We received mixed feedback when we asked people if they felt safe living at Hazel House Care Home.
We found that people were not always protected against avoidable harm and quality assurance systems at the home failed to identify or resolve associated risk, therefore placing people at significant risk of harm and neglect.
We found that people’s safety was being compromised in a number of areas. This included how people were assisted to eat and drink, unsafe moving procedures, how well medicines were administered, infection prevention, staff knowledge of essential care standards and suitability of pre-employment checks for staff prior to recruitment.
We found a number of premises issues that compromised peoples safety, these included; garden security, lighting in bathrooms, unsecure hand rails and failure to undertake monthly maintenance checks. The home had a distinctive malodour throughout communal living areas.
The principles of the Mental Capacity Act 2005 (MCA) had not been embedded into practice and we identified concerns relating to how people’s mental capacity had been assessed prior to depriving them of their liberty.
We found insufficient evidence of staff training and development. Staff told us that they felt supported by the new manager, however explained that they have not felt confident to disclose their concerns to previous managers at the service and they felt this had contributed to a deterioration in care standards.
We found that people's dignity was not always considered. People were not responded to in a timely manner and we observed people to have unmet needs, such as calling out in pain, asking for the bathroom and requesting support. Staff did not seem to acknowledge non-verbal signs of communication for people living with dementia and we observed care to be task focused.
We found that people’s health care needs were not appropriately assessed therefore individual risk factors had not been fully considered, placing people at risk of avoidable harm. We looked at care records and found significant gaps in reviews of people's needs. Care planning was not person centred.
We received variable feedback from relatives; some expressed positive comments about the care provided whilst others were concerned about the lack of responsiveness from the provider when they raised concerns.
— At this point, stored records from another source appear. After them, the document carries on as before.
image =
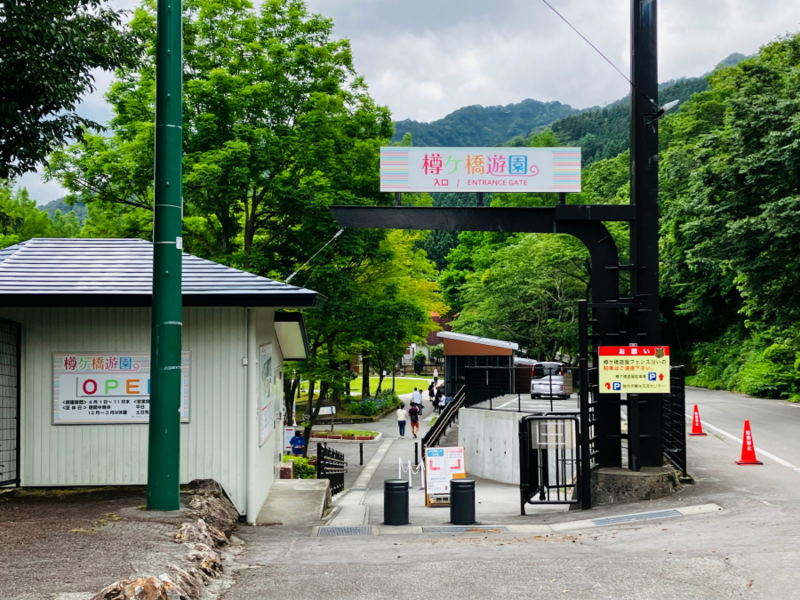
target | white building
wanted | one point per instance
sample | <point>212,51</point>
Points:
<point>74,368</point>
We did not find evidence of robust management systems in the home and quality assurance was not effective in order to protect people living at the service from risk.
Staff were not provided with effective support, induction, supervision, appraisal or training. The home did not have effective governance systems in place to ensure that improvements can be made.
We found a number of breaches of the Health and Social Care Act 2008 (Regulated Activities) Regulations 2014 in relation to peoples safety, staffing, the safe administration of medicines, nutrition and hydration, premises safety, governance, person centred care and dignity and respect. We have deemed that the overall rating for this service is inadequate.
We found people living at the service experienced inadequate care which in some cases had a imminent risk to their health and wellbeing.
We want to ensure that services found to be providing inadequate care do not continue to do so. Therefore we have introduced special measures. The purpose of special measures is to:
• Ensure that providers found to be providing inadequate care significantly improve.
• Provide a framework within which we use our enforcement powers in response to inadequate care and work with, or signpost to, other organisations in the system to ensure improvements are made.
• Provide a clear timeframe within which providers must improve the quality of care they provide or we will seek to cancel their registration.
Services rated as inadequate overall will be placed straight into special measures. You can see what action we have taken at the end of this report.